DNO ASA, the Norwegian oil and gas operator, today released its 2015 Annual Report and Accounts together with its 2015 Annual Statement of Reserves.
The company reported record levels of operated production in 2015, driven by strong performance in the Kurdistan region of Iraq, though the company’s financial results were impacted by the sharp drop in world oil prices and lower payments for exports in Kurdistan.
Operated production was up 23 percent to 144,500 barrels of oil equivalent per day (boepd) while revenues dropped to USD 187 million in 2015, down 59 percent from a year earlier. Gross production from DNO’s flagship Tawke field in Kurdistan averaged 135,200 barrels of oil per day (bopd), of which 114,100 bopd was delivered for pipeline export through Turkey.
Capital expenditures in 2015 were reduced to USD 51 million from USD 297 million in 2014. The company reported a 2015 operating loss of USD 174 million (operating loss of USD 243 million in 2014) on the back of lower revenues, restructuring and impairment charges. DNO ended the year with a cash balance of USD 238 million, up from USD 114 million at end-2014.
“With a strong balance sheet, major development projects already completed and the flexibility to align our spending with our earning, we are well-positioned among our peer group,” said DNO’s Executive Chairman Bijan Mossavar-Rahmani. “We are cautiously optimistic oil prices will recover in the coming months but remain stubbornly resilient if they don’t,” he added.
DNO’s year-end 2015 Reserve Life Index (R/P) stood at 12.2 years on a proven and probable (2P) reserves basis and 16.3 years on a 2P reserves and 2C contingent resources basis.
New investments at Tawke were significantly curtailed in 2015 due to irregular payments in Kurdistan. Notwithstanding, Tawke gross proven (1P) oil reserves increased to 387.0 million barrels (MMbbls) from 319.9 MMbbls at year-end 2014 with improved confidence about primary recovery rates at the field.
At Tawke, gross 2P reserves and 2C contingent resources stood at 643.2 MMbbls, down from 698.0 MMbbls at year-end 2014. Gross 2P reserves dropped to 543.0 MMbbls from 680.3 MMbbls after adjusting for a record 49.3 MMbbls produced during the year, technical revisions of 5.5 MMbbls and a re-categorization of 82.5 MMbbls from 2P reserves to 2C contingent resources pending both a review of enhanced recovery options at Tawke and a decision to commit funds towards a field-wide redevelopment program.
A new payment arrangement announced on 1 February 2016 by the Kurdistan Regional Government in line with contractual entitlements has set the foundation for higher spending at Tawke. Investments already launched include new production wells, remedial work at existing wells and installation of water handling facilities. Previous Tawke production guidance remains unchanged with output expected to climb 10 percent by mid-year from January 2016 levels.

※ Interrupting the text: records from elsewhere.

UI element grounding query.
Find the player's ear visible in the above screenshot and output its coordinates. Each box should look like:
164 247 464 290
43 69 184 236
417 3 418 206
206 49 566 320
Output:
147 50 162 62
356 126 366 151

The company also plans to drill the Peshkabir-2 well to appraise the previous Jurassic discovery and explore the Cretaceous zone. If successful, the Peshkabir field can be quickly tied back to existing infrastructure at Fish Khabur only 10 kilometers away.

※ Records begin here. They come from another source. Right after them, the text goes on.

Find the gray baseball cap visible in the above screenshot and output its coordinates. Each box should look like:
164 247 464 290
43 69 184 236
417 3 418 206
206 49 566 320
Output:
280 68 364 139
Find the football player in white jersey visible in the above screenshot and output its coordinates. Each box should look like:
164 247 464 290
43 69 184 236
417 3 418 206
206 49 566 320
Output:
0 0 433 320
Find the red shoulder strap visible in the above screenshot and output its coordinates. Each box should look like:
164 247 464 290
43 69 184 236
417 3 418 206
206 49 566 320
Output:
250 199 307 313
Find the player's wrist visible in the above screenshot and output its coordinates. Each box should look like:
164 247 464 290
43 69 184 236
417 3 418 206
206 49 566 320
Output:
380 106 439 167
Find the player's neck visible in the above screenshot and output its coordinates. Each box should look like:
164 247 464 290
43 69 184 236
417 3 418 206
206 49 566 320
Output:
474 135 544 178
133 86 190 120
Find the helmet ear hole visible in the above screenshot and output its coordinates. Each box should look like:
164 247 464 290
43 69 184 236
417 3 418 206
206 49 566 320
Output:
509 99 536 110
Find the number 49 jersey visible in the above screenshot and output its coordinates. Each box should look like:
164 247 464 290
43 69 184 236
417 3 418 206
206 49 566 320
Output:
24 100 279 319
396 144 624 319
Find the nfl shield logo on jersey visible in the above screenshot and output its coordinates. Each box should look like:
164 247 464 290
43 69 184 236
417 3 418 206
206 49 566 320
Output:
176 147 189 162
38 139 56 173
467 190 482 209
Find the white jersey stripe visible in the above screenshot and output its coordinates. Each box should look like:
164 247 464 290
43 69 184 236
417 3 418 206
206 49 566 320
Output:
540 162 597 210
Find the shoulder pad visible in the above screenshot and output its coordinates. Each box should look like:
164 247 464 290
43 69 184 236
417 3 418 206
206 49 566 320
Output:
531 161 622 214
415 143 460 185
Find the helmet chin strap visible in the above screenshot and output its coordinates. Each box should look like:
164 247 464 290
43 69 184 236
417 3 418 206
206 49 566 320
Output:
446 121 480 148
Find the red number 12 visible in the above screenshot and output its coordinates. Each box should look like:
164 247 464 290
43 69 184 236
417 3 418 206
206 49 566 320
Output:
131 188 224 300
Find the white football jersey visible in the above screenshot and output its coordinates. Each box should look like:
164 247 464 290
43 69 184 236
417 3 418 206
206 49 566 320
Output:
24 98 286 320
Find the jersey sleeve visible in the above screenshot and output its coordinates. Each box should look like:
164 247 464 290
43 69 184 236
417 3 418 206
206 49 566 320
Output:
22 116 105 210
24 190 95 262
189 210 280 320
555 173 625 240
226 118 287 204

“We have long taken a diligent, transparent and prudent tack with Tawke and are pleased it continues to rank first in reserves, production and exports among fields operated by international oil companies in Kurdistan,” said Mossavar-Rahmani.
As of 31 December 2015, DNO’s Company Working Interest (CWI) 2P reserves and 2C contingent resources were estimated at 523.1 million barrels of oil equivalent (MMboe), down from 590.3 MMboe at year-end 2014. CWI 2P reserves were estimated at 391.5 MMboe, down from 483.6 MMboe at year-end 2014 after adjusting for CWI production of 32.3 MMboe during the year, technical revisions of 5.9 MMboe and a re-categorization of 53.9 MMboe from CWI 2P reserves to CWI 2C contingent resources. CWI 2C contingent resources were estimated at 131.6 MMboe, up from 106.7 MMboe at year-end 2014.

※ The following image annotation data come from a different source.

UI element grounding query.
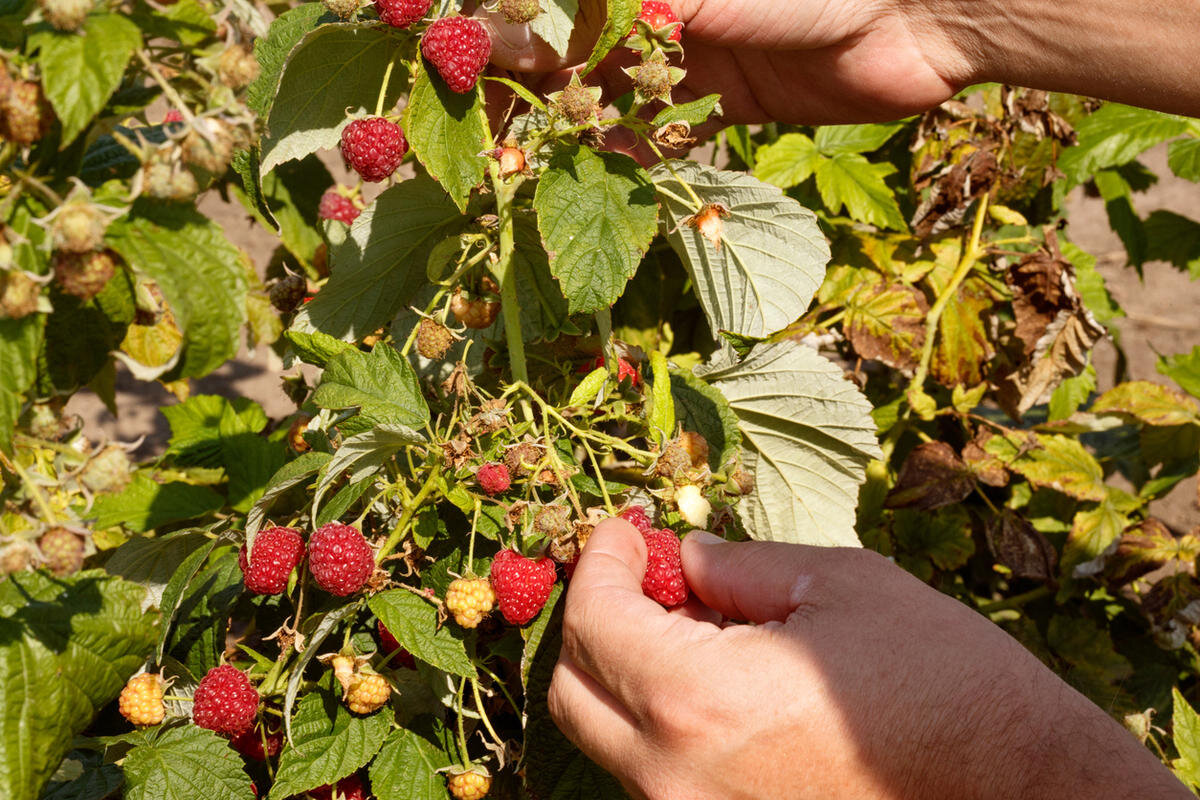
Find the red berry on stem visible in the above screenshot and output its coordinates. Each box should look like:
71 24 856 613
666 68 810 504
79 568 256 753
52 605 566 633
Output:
192 664 259 738
376 0 433 28
308 522 374 597
642 530 688 608
492 549 558 625
421 17 492 95
475 462 512 497
317 188 362 225
342 116 408 184
238 528 304 595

International petroleum consultants DeGolyer and MacNaughton carried out the annual independent assessment of the Tawke field. The company internally evaluated the remaining assets.
The 2015 Annual Report and Accounts and the 2015 Annual Statement of Reserves, prepared in accordance with Oslo Stock Exchange listing and disclosure requirements (Circular No. 1/2013) utilizing the Norwegian Petroleum Directorate classification system, are attached and also available on the company’s website www.dno.no.